Jammu is the winter capital of the state of Jammu and Kashmir. As the cold sets in, politicians, bureaucrats and other Government employees all move with their papers and files from Srinagar down to the lower Himalayas, only to repeat the exercise in the opposite direction come summer. What a waste of time and effort!
Do take out time to visit the Amar Mahal Museum within the hotel complex; it has been set up and run by Hari Singh’s politician – diplomat son, Dr. Karan Singh. Named after Hari Singh’s father, it offered me a good insight into the life and history of the state’s last ruling dynasty founded by Maharaja Gulab Singh (1792-1858). A well stocked library can keep one busy for months. The best place to read the books would have been in the last Queen’s bedroom, maintained in a state of readiness lest Her Highness walk in. The finest of crockery from England has been set on the table by the window, as if waiting for hot tea to be served. A relishing thought after a full day’s drive.
Travel Tip: Jammu is best visited in winters. Summers can be hot followed by wet monsoons. Many people also take a halt here before heading out to the nearby Vaishno Devi, a popular pilgrimage spot for devout Hindus.

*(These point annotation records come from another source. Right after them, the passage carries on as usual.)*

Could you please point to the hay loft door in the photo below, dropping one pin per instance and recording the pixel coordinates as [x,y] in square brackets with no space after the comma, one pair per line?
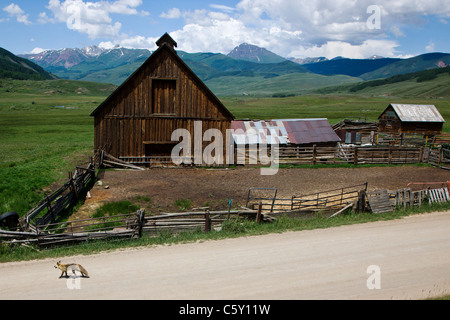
[164,96]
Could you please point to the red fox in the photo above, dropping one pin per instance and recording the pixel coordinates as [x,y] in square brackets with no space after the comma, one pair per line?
[71,266]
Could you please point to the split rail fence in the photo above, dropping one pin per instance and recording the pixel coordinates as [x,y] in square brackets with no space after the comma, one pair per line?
[125,226]
[362,155]
[333,199]
[54,205]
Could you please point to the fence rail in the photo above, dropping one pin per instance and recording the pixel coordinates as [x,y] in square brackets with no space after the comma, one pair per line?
[325,200]
[125,226]
[52,206]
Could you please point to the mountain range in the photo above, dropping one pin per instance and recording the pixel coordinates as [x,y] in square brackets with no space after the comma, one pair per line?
[247,69]
[14,67]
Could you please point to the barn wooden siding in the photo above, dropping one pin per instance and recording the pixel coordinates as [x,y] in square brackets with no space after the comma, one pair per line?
[163,95]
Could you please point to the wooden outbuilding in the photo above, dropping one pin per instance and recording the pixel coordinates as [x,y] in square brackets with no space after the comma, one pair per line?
[358,132]
[135,123]
[411,119]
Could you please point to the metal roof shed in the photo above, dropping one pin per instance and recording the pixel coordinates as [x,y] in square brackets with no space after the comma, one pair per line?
[284,132]
[411,118]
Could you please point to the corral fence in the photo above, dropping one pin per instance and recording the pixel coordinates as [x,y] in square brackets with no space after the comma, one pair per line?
[329,200]
[362,155]
[125,226]
[53,206]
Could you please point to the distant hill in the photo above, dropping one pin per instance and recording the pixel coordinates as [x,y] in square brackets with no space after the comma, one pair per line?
[256,54]
[245,70]
[350,67]
[433,83]
[404,66]
[14,67]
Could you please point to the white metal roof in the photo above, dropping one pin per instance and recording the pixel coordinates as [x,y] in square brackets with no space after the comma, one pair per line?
[417,113]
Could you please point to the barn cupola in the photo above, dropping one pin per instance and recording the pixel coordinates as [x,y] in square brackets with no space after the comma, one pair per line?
[166,40]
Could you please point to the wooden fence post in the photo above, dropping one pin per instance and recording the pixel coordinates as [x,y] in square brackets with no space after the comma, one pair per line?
[314,154]
[258,215]
[141,221]
[207,221]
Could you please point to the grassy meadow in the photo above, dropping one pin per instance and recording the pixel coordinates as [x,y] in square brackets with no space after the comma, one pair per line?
[40,141]
[45,127]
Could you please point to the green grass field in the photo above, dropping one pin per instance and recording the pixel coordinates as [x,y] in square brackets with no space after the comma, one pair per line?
[40,141]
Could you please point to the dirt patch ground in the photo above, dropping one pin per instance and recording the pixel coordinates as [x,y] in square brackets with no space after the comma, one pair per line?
[158,189]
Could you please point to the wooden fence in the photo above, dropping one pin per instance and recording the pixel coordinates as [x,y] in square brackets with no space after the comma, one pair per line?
[124,226]
[54,205]
[355,155]
[328,200]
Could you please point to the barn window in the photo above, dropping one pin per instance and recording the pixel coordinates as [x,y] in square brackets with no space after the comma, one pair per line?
[164,96]
[390,115]
[158,149]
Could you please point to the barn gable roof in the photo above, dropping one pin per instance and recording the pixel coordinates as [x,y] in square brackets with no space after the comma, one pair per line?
[416,113]
[167,44]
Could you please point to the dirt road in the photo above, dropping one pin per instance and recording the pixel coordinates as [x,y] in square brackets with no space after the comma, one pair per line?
[406,259]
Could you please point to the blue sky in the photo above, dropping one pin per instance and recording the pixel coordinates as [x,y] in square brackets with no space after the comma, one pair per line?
[290,28]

Read about the ancient temples at Kiramchi at http://kunzum.com/2010/04/20/great-himalayan-drive-day-51-the-hidden-temples-of-kiramchi-near-udhampur-in-kashmir.
Kud, for the sweet tooth
My sweet tooth (make it teeth) had heard good things about Kud, and could not wait to sink into its famed Patisa, an Indian sweet. It seems the town’s GDP depends on sale of sweets and savouries – rows of shops located on either side of the highway cause perennial traffic jams. The goodies were being prepared in open kitchens, prompting purchases as they came out fresh. Leaving customers licking their fingers long after finishing their portions.

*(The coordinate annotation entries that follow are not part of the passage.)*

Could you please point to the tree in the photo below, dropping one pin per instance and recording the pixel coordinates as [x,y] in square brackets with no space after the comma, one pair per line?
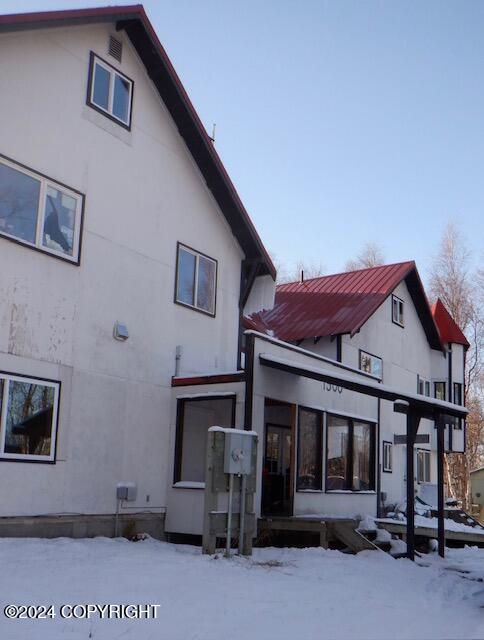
[461,290]
[371,255]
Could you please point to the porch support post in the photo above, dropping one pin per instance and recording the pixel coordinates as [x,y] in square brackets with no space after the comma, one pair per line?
[413,420]
[440,482]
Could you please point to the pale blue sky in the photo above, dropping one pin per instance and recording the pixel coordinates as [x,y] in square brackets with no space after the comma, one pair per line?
[339,122]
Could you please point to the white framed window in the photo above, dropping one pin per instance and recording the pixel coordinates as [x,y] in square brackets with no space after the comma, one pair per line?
[110,91]
[39,212]
[371,364]
[196,280]
[387,457]
[423,386]
[194,418]
[423,466]
[397,311]
[28,418]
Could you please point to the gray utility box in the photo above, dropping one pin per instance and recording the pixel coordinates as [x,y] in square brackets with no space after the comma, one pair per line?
[238,452]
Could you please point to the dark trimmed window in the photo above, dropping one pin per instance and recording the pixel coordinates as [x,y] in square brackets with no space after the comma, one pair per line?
[196,280]
[194,417]
[387,457]
[309,449]
[439,391]
[39,212]
[28,418]
[109,91]
[423,466]
[371,364]
[350,455]
[397,311]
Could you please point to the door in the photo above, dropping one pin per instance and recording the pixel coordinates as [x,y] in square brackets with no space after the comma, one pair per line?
[276,478]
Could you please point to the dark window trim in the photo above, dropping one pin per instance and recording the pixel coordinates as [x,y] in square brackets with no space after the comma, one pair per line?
[180,418]
[25,459]
[44,250]
[436,382]
[351,422]
[320,415]
[401,325]
[360,351]
[390,468]
[92,57]
[184,304]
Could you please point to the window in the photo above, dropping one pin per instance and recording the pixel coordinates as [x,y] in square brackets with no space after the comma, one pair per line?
[423,386]
[39,212]
[350,455]
[387,457]
[439,390]
[194,417]
[309,450]
[109,91]
[28,418]
[371,364]
[423,465]
[196,280]
[397,310]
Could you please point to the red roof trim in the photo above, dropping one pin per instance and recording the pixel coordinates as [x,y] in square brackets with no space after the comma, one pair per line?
[133,13]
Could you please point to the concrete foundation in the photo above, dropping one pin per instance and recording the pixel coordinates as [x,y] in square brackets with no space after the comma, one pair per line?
[83,526]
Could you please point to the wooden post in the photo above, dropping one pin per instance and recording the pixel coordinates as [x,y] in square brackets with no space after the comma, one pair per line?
[440,481]
[412,426]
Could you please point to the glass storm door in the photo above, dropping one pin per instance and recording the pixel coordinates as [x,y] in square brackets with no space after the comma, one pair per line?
[276,479]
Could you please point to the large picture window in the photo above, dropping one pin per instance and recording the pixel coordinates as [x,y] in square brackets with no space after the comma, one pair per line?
[39,212]
[309,450]
[109,91]
[350,455]
[194,417]
[28,418]
[196,280]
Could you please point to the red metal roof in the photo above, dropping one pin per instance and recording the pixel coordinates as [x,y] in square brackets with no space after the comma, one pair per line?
[340,303]
[448,328]
[139,29]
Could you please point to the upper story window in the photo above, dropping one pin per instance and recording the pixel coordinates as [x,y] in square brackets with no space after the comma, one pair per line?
[196,280]
[397,311]
[110,91]
[439,390]
[371,364]
[39,212]
[28,418]
[423,386]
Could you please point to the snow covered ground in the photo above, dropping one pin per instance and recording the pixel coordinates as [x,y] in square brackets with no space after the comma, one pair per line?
[277,594]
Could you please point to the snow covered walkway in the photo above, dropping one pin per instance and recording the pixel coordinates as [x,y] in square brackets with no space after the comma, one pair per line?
[278,594]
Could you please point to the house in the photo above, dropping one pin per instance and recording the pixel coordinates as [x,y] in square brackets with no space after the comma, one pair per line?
[139,308]
[125,254]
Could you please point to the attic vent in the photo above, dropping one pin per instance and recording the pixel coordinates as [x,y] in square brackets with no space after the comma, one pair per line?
[115,48]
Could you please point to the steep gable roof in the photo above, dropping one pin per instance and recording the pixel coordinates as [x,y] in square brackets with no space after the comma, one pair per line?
[138,28]
[342,303]
[448,328]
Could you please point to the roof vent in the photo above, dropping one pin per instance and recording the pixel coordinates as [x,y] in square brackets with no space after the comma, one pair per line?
[115,48]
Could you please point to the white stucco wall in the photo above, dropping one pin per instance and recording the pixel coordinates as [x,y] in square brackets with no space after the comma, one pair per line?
[143,194]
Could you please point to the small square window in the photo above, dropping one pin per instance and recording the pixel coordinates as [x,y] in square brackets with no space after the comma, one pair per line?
[397,311]
[196,280]
[110,91]
[387,457]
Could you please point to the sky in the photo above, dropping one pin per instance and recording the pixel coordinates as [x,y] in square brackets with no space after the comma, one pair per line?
[340,122]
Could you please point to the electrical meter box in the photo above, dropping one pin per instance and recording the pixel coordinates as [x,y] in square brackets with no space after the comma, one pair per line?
[238,451]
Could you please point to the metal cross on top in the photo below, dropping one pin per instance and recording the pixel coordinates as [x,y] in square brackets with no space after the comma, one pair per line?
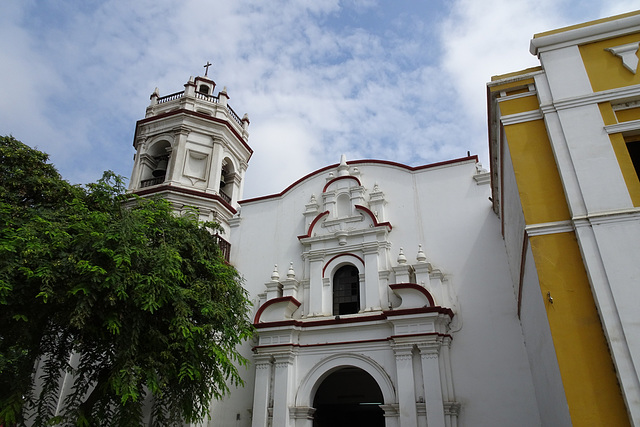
[206,68]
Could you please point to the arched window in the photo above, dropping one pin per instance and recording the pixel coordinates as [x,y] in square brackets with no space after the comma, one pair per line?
[344,205]
[346,290]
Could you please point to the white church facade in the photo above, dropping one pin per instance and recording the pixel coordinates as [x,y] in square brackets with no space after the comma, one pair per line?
[441,295]
[382,294]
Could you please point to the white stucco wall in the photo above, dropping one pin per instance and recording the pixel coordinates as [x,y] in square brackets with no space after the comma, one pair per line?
[449,214]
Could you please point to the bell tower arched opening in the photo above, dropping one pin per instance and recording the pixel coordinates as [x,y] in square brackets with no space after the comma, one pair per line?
[348,397]
[156,163]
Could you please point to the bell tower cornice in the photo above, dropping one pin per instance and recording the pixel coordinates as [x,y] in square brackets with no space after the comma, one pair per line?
[192,149]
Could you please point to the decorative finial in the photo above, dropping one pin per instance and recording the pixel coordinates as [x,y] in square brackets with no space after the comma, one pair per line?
[421,257]
[275,276]
[343,169]
[290,273]
[206,68]
[401,258]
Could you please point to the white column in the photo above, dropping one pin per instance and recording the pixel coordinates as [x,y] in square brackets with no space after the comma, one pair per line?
[215,167]
[406,388]
[261,390]
[315,285]
[283,388]
[303,416]
[371,290]
[390,415]
[178,153]
[432,384]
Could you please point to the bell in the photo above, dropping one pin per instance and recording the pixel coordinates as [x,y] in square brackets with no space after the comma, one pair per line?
[161,168]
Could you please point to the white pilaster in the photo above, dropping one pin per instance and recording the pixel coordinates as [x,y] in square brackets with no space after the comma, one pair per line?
[406,389]
[432,384]
[283,388]
[261,391]
[371,290]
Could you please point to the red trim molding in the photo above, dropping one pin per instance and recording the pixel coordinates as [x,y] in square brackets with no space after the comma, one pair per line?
[175,189]
[360,162]
[338,320]
[338,179]
[373,217]
[313,224]
[338,256]
[437,309]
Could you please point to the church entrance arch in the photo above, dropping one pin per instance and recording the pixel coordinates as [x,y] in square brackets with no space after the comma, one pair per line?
[348,396]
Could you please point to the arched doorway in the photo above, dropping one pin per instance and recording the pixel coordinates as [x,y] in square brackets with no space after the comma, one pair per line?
[348,397]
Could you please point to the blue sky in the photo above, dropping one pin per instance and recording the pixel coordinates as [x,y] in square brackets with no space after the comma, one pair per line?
[394,80]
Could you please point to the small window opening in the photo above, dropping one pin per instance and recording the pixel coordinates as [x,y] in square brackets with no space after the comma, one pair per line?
[346,290]
[633,146]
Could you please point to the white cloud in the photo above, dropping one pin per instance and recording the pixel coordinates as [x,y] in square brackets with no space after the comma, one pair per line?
[403,82]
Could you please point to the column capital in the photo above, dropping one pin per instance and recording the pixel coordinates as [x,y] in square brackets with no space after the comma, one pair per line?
[429,350]
[301,412]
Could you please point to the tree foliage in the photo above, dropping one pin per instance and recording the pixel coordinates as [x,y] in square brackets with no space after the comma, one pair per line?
[135,305]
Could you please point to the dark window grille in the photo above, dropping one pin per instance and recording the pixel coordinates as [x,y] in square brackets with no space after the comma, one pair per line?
[346,290]
[225,247]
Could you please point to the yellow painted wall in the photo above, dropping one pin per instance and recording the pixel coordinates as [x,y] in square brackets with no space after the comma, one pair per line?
[588,374]
[536,173]
[620,148]
[628,114]
[587,371]
[519,105]
[604,69]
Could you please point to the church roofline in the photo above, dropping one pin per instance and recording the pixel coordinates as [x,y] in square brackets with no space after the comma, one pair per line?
[360,162]
[195,114]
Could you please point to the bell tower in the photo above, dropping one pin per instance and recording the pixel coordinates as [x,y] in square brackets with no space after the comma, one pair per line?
[192,149]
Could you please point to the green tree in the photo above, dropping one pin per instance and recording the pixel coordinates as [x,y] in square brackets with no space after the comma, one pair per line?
[141,298]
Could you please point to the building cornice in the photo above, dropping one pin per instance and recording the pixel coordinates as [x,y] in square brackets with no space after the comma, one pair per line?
[585,33]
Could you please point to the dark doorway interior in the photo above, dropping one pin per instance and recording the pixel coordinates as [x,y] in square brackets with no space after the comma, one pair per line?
[349,397]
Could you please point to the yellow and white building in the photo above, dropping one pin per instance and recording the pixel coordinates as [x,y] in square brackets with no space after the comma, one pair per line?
[563,144]
[391,295]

Not sure who is the best? Follow the crowds and check out Prem Di Hatti, the busiest shop out there. Most other shopkeepers just watch in envy, and will persuade and heckle you into trying their kitchen. Your call who you patronize.
The famous Jammu red beans, cooked fresh
After the desserts (in advance) at Kud, lunch at Peerah, famous for its countless dhabas or roadside eateries serving Rajmash (Rajma or red beans) and rice – optionally topped with desi ghee (clarified butter) with anardana (pomegranate) chutney on the side. I was impressed with the quality of ingredients used – without which Peerah would not have built a reputation.
Interestingly, I noticed a price list rubber stamped by the union of all these dhabas – a way to ensure they don’t undercut to compete or even overcharge. Very sensible. Not that it was too expensive – a generous portion costs about Rs. 50. Not bad for something that is fresh, tasty, hot and clean (by many standards). Thousands of travelers who stop here daily would say ‘Aye’ in agreement.
Welcome to Kashmir Valley
The light at the end of this dimly lit tunnel is the heavenly Kashmir Valley – and its first sighting tells you why India and Pakistan want it all for themselves.
I drove through the 2.8 km (1.8 miles) Jawahar Tunnel (heavily guarded, no photos allowed – blow up this tunnel and all road links are gone; it is named after independent India’s first Prime Minister, Jawaharlal Nehru) to be greeted by a sign, ‘The first view of the Kashmir Valley’ at Titanic Point. A shack sells tea and snacks here – a strategically sensible move to cater to tourists who almost always stop here.
As I looked around, the famous words of Mughal Emperor Jahangir kept playing in my mind. “If there is heaven on Earth, it is here, it is here, it is here,” was his exclamation when he first came here in the 17th century A.D. The words still ring true.